Diri “Yang Diharuskan” VERSUS Diri Ideal

Didalam buku The Hungry Spirit: Beyond Capitalism, A Quest for Purpose in the Modern World, Charles Handy Menggambarkan kesuliatan berkontak dengan diri idealnya sendiri.
             
Saya menghabiskan awal kehidupan saya dengan berusaha keras untuk menjadi orang lain. Di sekolah, saya ingin menjadi atlet hebat, di universitas saya ingin menjadi selebriti yang dikagumi, sesudahnya saya ingin menjadi pebisnis, dan kemudian, sebagai kepala lembaga besar. Tidak dibutuhkan waktu lama untuk menemukan bahwa saya tidak ditakdirkan untuk mewujudkan keinginan-keinginan itu, tetapi ini tidak menghambat saya untuk tetap berusaha, dan selalu kecewa pada diri sendiri.
            
Masalahnya adalah ketika berusaha usaha untuk menjadi orang lain, saya lalai untuk memusatkan perhatian pada “saya bisa menjadi apa”. Pada saat itu, ide  ini terlalu menakutkan untuk direnungkan. Saya lebih senang berjalan bersama pandangan umum yang berlaku saat itu, mengukur sukses dengan uang dan jabatan, mendaki tangga yang dipasang orang lain, mengumpulkan benda-benda dan relasi, dan bukan mewujudkan keyakinan serta kepribadian saya sendiri.
   
        
Pengakuan yang mencerahkan ini datang dari seseorang yang sangat berhasil sebagai eksekutif dalam dunia industri, pemimpin London Business School, Ketua Royal Society of the Arts, dan seorang profesor serta pengarang yang berpengaruh di tingkat dunia. Tetapi seperti Charles Handy, selama perjalanan hidup yang sibuk, banyak orang yang terbujuk pleh ide kekuasaan atau kemasyhuran, atau menyerahkan diri pada harapan orang lain.

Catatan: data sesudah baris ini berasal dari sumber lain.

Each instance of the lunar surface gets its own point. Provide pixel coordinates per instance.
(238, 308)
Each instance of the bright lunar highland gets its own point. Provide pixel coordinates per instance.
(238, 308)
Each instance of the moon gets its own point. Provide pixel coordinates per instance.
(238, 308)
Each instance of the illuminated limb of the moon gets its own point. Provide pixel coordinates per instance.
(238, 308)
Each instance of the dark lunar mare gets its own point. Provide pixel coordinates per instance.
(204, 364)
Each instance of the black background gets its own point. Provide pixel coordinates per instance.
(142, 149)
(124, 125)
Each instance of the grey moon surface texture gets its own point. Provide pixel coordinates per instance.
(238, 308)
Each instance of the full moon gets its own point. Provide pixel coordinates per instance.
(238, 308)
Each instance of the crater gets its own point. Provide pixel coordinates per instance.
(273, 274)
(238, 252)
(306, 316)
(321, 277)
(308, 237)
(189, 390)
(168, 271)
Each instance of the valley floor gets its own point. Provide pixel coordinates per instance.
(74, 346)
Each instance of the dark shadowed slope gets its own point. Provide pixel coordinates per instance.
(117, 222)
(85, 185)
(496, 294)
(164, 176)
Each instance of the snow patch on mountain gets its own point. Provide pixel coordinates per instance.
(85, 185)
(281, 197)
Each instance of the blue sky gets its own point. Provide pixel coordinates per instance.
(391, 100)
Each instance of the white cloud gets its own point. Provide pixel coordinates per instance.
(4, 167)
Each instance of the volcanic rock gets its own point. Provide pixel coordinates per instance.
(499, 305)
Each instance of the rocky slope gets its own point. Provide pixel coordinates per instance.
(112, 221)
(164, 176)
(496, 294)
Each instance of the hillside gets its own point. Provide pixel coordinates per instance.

Ketika orangtua, pasangna hidup, pimpinan, atau guru mengatakan bahwa kita harus menjadi orang tertentu, sebenarnya mereka memberikan versi mereka tentang diri ideal kita, sebuah gambaran yang turut menyumbang gambaran diri “yang diharuskan” yaitu pribadi yang kita kira adalah pribadi ideal kita. Ketika kita menerima diri yang diharuskan itu, maka pengharapan itu akan menjadi kotak yang memerangkap kita sosiolog Max Weber menyebutkan sebagai “kerangkeng besi” mengelilingi kita dengan tembok yang tidak kasatmata. Efek yang sama terjadi di dalam organisasi di mana anggapan yang umum adalah orang ingin maju dengan bergerak “menaiki” tangga karier di tempat kerja, dan bukannya mengenali bahwa orang itu mungkin memiliki impiannya sendiri dan rumusannya sendiri tentang keberhasilan. Anggapan seperti ini akan mudah menjadi unsur-insur diri yang diharuskan.
            
Dengan berjalannya waktu, orang bisa mati rasa terhadap diri idealnya; visinya menjadi kabur, dan mereka tidak bisa lagi melihat impiannya. Tekanan tanggung jawab untuk membayar tagihan, uang sekolah anak, keinginan untuk mempertahankan gaya hidup tertentu, semuanya bisa mendorong orang memilih jalan tertentu, terlepas apakah mereka yakin bahwa jalan itu akan membantu mereka mencapai impiannya atau tidak. Mereka menjadi mati rasa terhadap gairahnya, dan cenderung lebih berkubang dalam yang sekarang ini mereka lakukan. Contoh klasiknya yang terlihat pada banyak profesional yang dibesarkan di dalam budaya yang sangat tradisional adalah seseorang yang menjalani karier tertentu hanya karena orangtuanya berkata bahwa ia harus melakukannya. Seseorang yang kami kenal berasal dari India dibesarkan dalam keluarga seperti ini; ia sangat menyukai musik, tetapi taat mematuhi keinginan keluarganya untuk menjadi dokter gigi, seperti ayahnya. Akhirnya, ia meninggalkan prakteknya di Mumbai, pindah ke New York, dan dengan bahagia menjalani hidupnya sebagai pemain sitar.
            
Akan mudah sekali orang mencampuradukkan diri yang diharuskan dan diri yang ideal, dan bertindak dengan cara-cara yang tidak otentik. Itulah sebabnya mengapa di dalam proses pengembangan kepemimpinan, langkah menemukan diri ideal ini begitu penting. Tetapi banyak program pengembangan kepemimpinan yang berdasarkan pada anggapan bahwa orang Cuma ingin memaksimalkan kinerjanya. Mereka tidak melakukan penjelajahan yang penting ini dan lalai mengaitkan tujuan pembelajaran pribadi dengan impian serta aspirasi masa depan. Jika terjadi kesenjangan antara diri ideal dengan tujuan pelatihan, akibatnya adalah sikap apatis atau membrontak.